I'm currently running 3 1/4 miles of long slow distance (LSD) at 9 or 10 minute miles, and my HR doesn't vary much during the run. I'm working up to 6 miles three times a week, and I'm not doing any speed work while I'm increasing my distance. Both increases in distance and speed increase the stress on my body, and I'm controlling the amount of stress by changing distance or speed but not both together. After I get up to the 6x3 distance and run it for a couple of months, I'll add a fourth day starting at 1/2 mile. When that day gets up to 3 miles, I'll add a fifth day and take it from 1/2 mile to 3 miles. At that point, I'll be running 6, 3, 6, 3, 6 (heavy/light) for 24 miles/week. At that point, I'll begin my marathon training and slowly increase my 5th day up to 15 miles. After I reach that point (33 miles/week) I'll level off and run that year around. After a year or so then I'll begin training for the St. George marathon and work during the spring and summer to get up to 45-50 miles per week, extending the 6 miles to 10 miles, the 3 miles to 5 miles, and the 15 miles to 20 miles (just one time for the 20 miler about a month before the race).

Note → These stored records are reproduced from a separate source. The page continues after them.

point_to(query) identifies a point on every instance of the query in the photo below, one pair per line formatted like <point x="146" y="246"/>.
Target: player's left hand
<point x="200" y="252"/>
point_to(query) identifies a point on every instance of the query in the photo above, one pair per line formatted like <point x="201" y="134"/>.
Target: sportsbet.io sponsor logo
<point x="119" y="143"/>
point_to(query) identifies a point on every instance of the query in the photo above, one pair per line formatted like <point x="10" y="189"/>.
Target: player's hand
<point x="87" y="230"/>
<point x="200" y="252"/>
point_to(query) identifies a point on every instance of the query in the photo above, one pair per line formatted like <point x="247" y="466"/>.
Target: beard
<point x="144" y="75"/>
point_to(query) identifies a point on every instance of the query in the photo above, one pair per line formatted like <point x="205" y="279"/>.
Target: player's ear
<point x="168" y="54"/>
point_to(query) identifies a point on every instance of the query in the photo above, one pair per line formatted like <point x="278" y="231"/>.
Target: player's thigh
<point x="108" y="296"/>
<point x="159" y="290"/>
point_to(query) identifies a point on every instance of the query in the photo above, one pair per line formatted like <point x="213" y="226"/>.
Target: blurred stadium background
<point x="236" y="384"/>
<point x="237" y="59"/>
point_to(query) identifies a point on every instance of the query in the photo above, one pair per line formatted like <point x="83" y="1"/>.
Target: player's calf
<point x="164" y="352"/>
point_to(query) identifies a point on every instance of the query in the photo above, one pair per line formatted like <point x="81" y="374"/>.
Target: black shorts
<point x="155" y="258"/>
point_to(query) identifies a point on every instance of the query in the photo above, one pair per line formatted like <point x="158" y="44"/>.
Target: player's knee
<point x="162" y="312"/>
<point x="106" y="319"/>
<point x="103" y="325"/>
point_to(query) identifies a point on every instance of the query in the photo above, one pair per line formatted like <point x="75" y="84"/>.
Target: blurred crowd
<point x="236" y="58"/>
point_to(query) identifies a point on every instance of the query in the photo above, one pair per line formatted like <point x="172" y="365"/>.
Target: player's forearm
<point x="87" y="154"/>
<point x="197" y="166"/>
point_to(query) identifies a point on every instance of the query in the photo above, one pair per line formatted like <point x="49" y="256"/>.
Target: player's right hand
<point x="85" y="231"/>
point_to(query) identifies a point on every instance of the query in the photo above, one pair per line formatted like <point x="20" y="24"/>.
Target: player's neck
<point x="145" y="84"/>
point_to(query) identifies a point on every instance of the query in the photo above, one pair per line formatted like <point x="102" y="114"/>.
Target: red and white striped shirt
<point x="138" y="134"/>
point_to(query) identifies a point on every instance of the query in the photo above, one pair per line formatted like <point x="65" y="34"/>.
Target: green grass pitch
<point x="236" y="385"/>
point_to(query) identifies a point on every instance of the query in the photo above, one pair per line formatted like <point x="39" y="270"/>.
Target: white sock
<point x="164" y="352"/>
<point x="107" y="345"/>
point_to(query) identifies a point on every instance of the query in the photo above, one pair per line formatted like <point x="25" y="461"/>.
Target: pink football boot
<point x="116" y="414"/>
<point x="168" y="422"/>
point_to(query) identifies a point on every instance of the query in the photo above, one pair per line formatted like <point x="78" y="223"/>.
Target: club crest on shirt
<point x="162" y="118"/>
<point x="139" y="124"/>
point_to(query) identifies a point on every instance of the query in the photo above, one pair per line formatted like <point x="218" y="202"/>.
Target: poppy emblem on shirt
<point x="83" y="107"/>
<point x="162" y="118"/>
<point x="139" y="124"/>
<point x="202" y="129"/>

When I level off at 33 miles per week, I'll begin to do speed work, but I'll only do heavy speed training once a week (now that I'm older, maybe once every two weeks. It depends on how fast I recover).
This plan for marathon training may not seem very exciting to you younger runners, but It's the plan I used in running marathons back in '81 and '82, and it's my way of running pain and injury free. It's a slow plan, but it works for me.